Bei mir ist es heute der vierte Tag
Detlef


----------



## luko1662 (9. Apr. 2010)

*AW: Schaum auf der Wasseroberfläche*

Egal
Baue jetzt den EWS von Olli oder Hoffi nach.
Detlef


----------



## Bebel (9. Apr. 2010)

*AW: Schaum auf der Wasseroberfläche*

Hallo

Kann das vermehrte auftauchen von Eiweiß auch mit dem Frosch und Krötenlaich zusammenhängen?

Zur Zeit schlüpfen viele Quappen und die leeren Eihüllen mit dem "Fruchtwasser", oder wie das bei den Amphibien heißt, bleiben zurück.

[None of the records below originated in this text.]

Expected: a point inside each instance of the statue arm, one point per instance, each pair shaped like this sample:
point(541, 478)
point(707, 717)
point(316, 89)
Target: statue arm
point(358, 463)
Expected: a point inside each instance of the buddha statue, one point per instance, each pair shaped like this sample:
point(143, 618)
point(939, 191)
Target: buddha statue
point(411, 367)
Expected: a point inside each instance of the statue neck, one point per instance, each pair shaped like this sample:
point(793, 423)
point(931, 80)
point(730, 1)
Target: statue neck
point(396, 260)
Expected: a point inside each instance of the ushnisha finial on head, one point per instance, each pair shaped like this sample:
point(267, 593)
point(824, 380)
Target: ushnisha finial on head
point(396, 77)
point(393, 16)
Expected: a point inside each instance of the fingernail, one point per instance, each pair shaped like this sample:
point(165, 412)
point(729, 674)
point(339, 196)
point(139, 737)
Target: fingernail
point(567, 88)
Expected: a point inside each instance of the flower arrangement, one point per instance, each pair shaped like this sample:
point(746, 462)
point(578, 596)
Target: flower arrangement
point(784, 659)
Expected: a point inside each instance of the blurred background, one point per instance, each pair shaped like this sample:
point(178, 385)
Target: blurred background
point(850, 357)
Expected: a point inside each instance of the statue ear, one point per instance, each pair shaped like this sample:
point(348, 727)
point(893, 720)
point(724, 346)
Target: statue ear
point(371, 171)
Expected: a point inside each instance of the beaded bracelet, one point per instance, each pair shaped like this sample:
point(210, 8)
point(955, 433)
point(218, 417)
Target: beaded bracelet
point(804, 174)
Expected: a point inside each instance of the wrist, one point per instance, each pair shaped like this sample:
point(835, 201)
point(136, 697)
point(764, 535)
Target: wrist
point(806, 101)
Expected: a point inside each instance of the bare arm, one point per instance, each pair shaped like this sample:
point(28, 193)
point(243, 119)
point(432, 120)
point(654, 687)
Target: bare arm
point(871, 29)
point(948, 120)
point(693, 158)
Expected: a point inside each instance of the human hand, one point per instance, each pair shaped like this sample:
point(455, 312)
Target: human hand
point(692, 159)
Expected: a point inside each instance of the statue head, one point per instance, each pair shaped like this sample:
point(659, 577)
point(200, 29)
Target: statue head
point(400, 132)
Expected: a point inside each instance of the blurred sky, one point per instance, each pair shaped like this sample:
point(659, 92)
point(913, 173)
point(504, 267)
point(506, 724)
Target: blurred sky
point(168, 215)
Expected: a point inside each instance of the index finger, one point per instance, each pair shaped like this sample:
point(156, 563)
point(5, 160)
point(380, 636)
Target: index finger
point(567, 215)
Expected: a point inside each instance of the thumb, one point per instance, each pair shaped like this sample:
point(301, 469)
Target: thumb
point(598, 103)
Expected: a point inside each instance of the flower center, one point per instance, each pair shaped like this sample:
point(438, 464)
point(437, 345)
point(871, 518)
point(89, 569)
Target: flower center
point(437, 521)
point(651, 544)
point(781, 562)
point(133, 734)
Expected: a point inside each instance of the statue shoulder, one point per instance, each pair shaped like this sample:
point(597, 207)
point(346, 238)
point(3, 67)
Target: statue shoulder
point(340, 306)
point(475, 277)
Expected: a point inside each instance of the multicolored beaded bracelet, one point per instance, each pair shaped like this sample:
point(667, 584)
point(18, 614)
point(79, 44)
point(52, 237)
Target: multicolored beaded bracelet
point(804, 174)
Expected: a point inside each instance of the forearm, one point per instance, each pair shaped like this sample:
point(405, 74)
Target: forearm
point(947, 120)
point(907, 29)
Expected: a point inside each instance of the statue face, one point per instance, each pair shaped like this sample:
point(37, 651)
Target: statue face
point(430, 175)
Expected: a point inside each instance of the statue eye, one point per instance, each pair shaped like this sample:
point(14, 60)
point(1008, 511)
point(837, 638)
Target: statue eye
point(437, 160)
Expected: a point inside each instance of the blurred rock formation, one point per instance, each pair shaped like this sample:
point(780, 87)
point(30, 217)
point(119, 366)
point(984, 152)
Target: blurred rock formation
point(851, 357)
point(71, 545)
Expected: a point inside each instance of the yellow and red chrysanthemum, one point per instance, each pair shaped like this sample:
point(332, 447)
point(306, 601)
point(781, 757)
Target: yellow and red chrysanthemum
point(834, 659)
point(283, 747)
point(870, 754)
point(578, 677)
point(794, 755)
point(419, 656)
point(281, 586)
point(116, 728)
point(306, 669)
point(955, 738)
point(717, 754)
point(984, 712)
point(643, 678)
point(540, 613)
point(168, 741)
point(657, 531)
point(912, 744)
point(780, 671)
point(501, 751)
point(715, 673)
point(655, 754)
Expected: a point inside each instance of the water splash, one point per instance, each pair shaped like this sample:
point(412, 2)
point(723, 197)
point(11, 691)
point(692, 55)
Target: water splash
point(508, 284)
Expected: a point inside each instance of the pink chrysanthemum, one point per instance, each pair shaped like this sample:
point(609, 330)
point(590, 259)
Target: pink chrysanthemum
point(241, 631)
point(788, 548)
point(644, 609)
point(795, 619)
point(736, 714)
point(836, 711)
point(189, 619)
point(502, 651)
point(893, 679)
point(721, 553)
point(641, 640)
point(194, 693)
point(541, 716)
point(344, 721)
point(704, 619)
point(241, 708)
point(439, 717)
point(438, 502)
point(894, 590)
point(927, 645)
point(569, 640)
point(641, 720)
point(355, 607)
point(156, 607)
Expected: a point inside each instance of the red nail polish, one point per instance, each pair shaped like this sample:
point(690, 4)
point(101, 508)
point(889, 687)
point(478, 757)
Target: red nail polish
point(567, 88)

Ich könnte mir vorstellen, dass das Zeug auch sehr Eiweißhaltig ist.

LG Bebel


----------



## scholzi (9. Apr. 2010)

*AW: Schaum auf der Wasseroberfläche*

Hi Leute....
also das Saponine Zeugs ist doch aber sehr Stickstoffhaltig(Nährstoffe) und für Fische toxisch.
Also macht es doch trotzdem Sinn es raus zu holen und da es ja Schaum bildet, kann es über den EWS abgeschieden werden!


----------



## luko1662 (9. Apr. 2010)

*AW: Schaum auf der Wasseroberfläche*

Auch Hi
Denke Robert hat recht. !!
Deshalb habe ich auch gerade meinen EWS zu Wasser gelassen.
Nur mit dem Schaum ?????OHA
Detlef


----------



## Bebel (9. Apr. 2010)

*AW: Schaum auf der Wasseroberfläche*

Hallo

Meine Frage war eigentlich, ob ich ohne einen Abschäumer zu bauen etwas gegen den Schaum tun kann.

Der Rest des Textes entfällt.